Derzeit ist noch nicht absehbar, wie das Landesprogramm zur Stärkung der Hauptschulen (einstimmiger Ratsbeschluss vom 14. Dezember 2005) wirkt, da erst mit Beginn des Schuljahrs 2008/2009 alle drei Hauptschulen in Rheine als gebundene Hauptschulen geführt werden. Der Beschluss des Schulausschusses zur Errichtung einer Ganztagsrealschule wird sicherlich nicht unerhebliche Auswirkungen auf die Anmeldezahlen der Gesamtschule haben. Dasselbe gilt für die bauliche Ausrichtung des Kopernikusgymnasiums auf Ganztagsbetrieb. Darum soll nach zwei Jahren dem Schulausschuss/Rat berichtet werden, wie sich die Einrichtung von drei Hauptschulen und weiteren weiterführenden Schulen im Ganztagsbetrieb auf die Anmeldezahlen an der Gesamtschule ausgewirkt haben.

 

Gleichwohl artikuliert sich zurzeit der Elternwille deutlich für die Unterrichtung ihrer Kinder an einer Gesamtschule. Deswegen sollte der Schulträger im Gespräch mit der Schulleitung der Euregio Gesamtschule klären, wie durch schulorganisatorische Maßnahmen ein 6. Zug, ohne Erweiterung der räumlichen Kapazitäten, an der Euregio Gesamtschule untergebracht werden kann. Auch unter dem Aspekt, dass durch den Bau einer 3-fach Sporthalle die Unterrichtstafel mehr Flexibilität in der Raumbelegung ermöglicht.

 

Alternativ wäre die Beschulung aller 6 Eingangsklassen an der Diesterwegschule denkbar. Dann wären die kompletten 5. Jahrgangsstufen der Gesamtschule im Gebäude der Diesterwegschule untergebracht. Die Fünftklässler könnten zum Mittagessen in die Euregio-Schulmensa begleitet werden und dann am Hauptstandort die Nachmittagsangebote wahrnehmen.

 

Diese Lösung wäre jetzt schon möglich. Die Bezirksregierung Münster, Dez. 48, Schulrecht und Schulverwaltung, hat bei einer telefonischen Rückfrage der Stadt Rheine auf § 83 Abs. 4, Satz 1 und 2 Schulgesetz verwiesen. Darin heißt es:

 

„In begründeten Ausnahmefällen kann eine Schule auch als Teilstandort in zumutbarer Entfernung geführt werden, wenn dadurch kein zusätzlicher Lehrerbedarf entsteht.

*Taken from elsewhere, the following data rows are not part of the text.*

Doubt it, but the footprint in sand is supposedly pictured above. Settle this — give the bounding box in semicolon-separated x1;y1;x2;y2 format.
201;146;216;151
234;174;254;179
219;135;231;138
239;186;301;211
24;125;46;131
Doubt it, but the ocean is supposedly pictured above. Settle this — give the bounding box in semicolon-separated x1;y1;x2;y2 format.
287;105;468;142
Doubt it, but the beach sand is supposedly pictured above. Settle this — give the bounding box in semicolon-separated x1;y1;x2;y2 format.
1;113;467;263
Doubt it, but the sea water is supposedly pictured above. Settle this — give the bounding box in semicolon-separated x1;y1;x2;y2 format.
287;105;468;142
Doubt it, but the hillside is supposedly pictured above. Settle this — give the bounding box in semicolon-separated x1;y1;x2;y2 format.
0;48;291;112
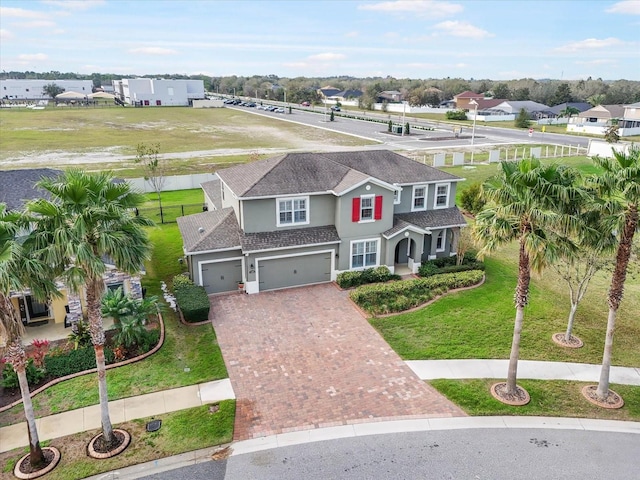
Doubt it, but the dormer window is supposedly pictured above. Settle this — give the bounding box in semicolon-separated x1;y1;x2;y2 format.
277;196;309;227
434;183;450;209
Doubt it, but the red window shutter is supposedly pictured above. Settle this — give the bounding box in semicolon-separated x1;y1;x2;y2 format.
352;197;360;222
374;195;383;220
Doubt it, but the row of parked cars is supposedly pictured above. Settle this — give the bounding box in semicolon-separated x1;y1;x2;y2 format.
224;98;286;113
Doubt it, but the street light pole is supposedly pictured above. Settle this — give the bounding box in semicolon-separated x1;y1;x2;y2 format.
469;99;478;164
402;101;406;136
284;88;287;113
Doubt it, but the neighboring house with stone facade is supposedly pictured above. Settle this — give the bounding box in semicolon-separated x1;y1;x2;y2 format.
177;150;467;295
0;168;143;331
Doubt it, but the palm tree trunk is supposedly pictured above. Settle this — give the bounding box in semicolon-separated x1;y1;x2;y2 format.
596;307;617;399
596;207;637;400
506;235;531;395
17;365;45;468
86;276;114;444
95;344;114;443
564;303;578;342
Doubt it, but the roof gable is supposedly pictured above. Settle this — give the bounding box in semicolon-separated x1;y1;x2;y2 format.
176;208;240;253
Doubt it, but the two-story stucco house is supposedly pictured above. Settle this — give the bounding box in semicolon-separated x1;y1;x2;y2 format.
177;151;467;294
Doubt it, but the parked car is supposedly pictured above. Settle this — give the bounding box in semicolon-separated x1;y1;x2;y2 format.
331;106;341;112
275;108;285;113
301;101;311;107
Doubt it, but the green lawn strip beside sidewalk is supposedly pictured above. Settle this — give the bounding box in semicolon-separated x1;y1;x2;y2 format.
431;379;640;421
1;401;235;480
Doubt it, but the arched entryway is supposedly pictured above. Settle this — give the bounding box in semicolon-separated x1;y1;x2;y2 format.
394;237;417;274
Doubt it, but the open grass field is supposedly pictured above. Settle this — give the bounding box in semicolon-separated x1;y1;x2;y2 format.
0;106;375;173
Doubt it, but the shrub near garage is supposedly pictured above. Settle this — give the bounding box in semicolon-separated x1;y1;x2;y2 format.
336;265;400;289
418;252;485;277
172;274;210;323
350;270;485;315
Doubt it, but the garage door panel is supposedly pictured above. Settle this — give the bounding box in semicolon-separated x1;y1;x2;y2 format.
259;253;331;291
202;260;242;294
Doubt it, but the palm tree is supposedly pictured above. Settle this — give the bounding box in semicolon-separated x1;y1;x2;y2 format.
559;105;580;120
473;159;581;402
0;204;58;469
27;170;153;448
589;145;640;404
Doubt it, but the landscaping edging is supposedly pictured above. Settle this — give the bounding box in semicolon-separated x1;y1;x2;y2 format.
0;311;165;414
176;306;210;326
13;447;61;479
354;274;486;318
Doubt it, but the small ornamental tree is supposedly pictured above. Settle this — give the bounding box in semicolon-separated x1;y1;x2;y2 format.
42;83;64;98
388;120;392;132
330;110;335;122
604;124;620;143
405;122;410;134
515;108;531;128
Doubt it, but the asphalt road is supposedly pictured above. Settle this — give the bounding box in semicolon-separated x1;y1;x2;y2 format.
229;104;592;152
139;428;640;480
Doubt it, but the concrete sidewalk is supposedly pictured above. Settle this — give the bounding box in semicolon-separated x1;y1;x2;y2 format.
2;360;639;454
406;359;640;385
0;378;235;453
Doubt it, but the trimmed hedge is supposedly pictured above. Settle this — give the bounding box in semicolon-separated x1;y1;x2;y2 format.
418;252;484;277
336;265;400;289
44;346;115;378
350;270;484;315
173;274;210;323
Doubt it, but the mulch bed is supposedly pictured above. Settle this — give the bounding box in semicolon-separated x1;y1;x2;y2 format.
91;430;126;454
581;385;625;409
17;448;56;475
491;382;531;406
552;333;584;348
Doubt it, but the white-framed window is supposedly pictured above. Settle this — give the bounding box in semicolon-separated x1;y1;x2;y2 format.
394;188;402;205
412;186;427;211
350;238;379;269
436;230;446;252
434;183;450;209
360;194;374;222
277;196;309;227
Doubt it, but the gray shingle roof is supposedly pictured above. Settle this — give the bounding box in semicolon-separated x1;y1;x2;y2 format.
241;225;340;253
216;151;461;199
392;207;468;233
0;168;62;211
177;208;240;253
201;178;222;210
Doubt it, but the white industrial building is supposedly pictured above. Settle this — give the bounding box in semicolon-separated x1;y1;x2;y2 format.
1;79;94;100
112;78;205;106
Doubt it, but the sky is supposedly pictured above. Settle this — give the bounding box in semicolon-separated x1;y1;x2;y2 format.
1;0;639;80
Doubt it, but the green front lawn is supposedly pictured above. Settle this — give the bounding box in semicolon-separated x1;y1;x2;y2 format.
370;253;640;366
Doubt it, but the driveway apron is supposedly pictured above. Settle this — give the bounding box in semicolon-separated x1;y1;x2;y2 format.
210;284;465;440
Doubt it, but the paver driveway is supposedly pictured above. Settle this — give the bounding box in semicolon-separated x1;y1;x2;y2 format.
210;284;465;440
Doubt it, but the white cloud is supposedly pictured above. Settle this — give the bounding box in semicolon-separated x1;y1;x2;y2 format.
555;37;625;52
308;52;346;61
41;0;106;10
0;29;13;40
0;7;47;18
358;0;463;17
14;20;57;28
128;47;178;55
434;20;494;39
52;29;66;34
575;59;616;65
18;53;48;61
345;31;359;38
606;1;640;14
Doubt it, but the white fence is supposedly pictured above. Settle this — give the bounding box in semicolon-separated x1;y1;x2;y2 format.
127;173;217;193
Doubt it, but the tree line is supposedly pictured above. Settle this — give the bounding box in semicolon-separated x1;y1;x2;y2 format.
3;71;639;107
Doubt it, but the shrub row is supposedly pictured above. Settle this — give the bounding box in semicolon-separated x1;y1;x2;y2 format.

Der Schulträger ist in diesem Fall verpflichtet, die sächlichen Voraussetzungen dafür zu schaffen, dass der ordnungsgemäße Unterricht nicht beeinträchtigt wird.“

 

Es sei wegen der Differenzierung nicht möglich, nur einen Zug an einem Teilstandort zu unterricht. Möglich sei es dagegen, die Klassen eines gesamten Jahrgangs am Teilstandort zu beschulen. Dies würde bedeuten, dass im Schuljahr 2009/10 die sechs Klassen mit Fünftklässlern komplett in der Diesterwegschule beschult würden.

 

Diese beiden Lösungsalternativen bieten ein Höchstmaß an Flexibilität etwa bei rückläufigen demographischen Entwicklungen oder bei Veränderungen im Elternwahlverhalten. Die Verwaltung ist jedoch der Meinung, dass die Einrichtung eines 6. Zuges im Hauptgebäude der Euregio Gesamtschule für die Schuljahre 2009/2010 und 2010/2011 die bessere Alternative ist.

 

 

Perspektiven:

 

Zusätzlich sollte insbesondere unter dem Gesichtspunkt der Standortsicherung der Don-Bosco-Hauptschule in Mesum über die Bildung eines Schulverbundes, bestehend aus Hauptschule und Realschule, mit dem Ministerium für Schule und Weiterbildung verhandelt werden. Dies sollte unter anderem unter dem Gesichtspunkt geschehen, dass pro Jahrgang 25 – 30 der neu angemeldeten Schüler an der Elsa-Brandström-Realschule aus Mesum kommen.

 

Letztlich wäre ein Schulversuch zur Durchlässigkeit im Schulzentrum Dorenkamp zu verhandeln. Hier könnte versucht werden, das Kompetenzzentrum Grüterschule, die Ganztagshauptschule Elisabeth, das Emsland-Gymnasium, sowie die geplante Ganztagsrealschule Fürstenberg enger in bestimmten Angeboten (u. a. Sport, Musik) zu verzahnen, um so mehr vertikale Durchlässigkeit zwischen den Schulformen zu erproben. Die Verwaltung wird versuchen mit dem Ministerium für Schule und Weiterbildung eine Projektförderung durch das Land zu erreichen.

 

Auf diesem Hintergrund kann es deswegen aus Sicht der Verwaltung nur darum gehen, flexible Lösungen zu finden, die auch für zukünftige Entscheidungen generell so angelegt sind, dass der Schulstandort Rheine bzw. die Bildungslandschaft Rheine auch die evtl. Entwicklungen in Richtung 2-gliedriges Schulsystem ohne größere (bauliche) Probleme vollziehen kann.

 

Die letztgenannten Punkte (Verbundlösung und Schulversuch zur Durchlässigkeit) sind nicht innerhalb des laufenden Schuljahres umsetzbar, sie erfordern absehbar intensive Verhandlungen mit der Bezirksregierung und dem Ministerium für Schule und Weiterbildung.

 

Abschließend wäre es wünschenswert, mit benachbarten Schulträgern im Sinne der im Kreis Steinfurt angestrebten regionalen Bildungslandschaft über die Schülerströme im Kreisgebiet zu diskutieren. Dort könnte die Thematik der Errichtung einer weiteren Gesamtschule im Kreisgebiet aufgegriffen werden.

 

 

Vorschlag der Verwaltung:

 

1) Auf der Grundlage der 2005 einstimmig gefassten Beschlüsse zur Einrichtung von Ganztagshauptschulen und der eindeutigen Empfehlung der vorliegenden Expertise der ZASP wird die Einrichtung einer zweiten Gesamtschule abgelehnt.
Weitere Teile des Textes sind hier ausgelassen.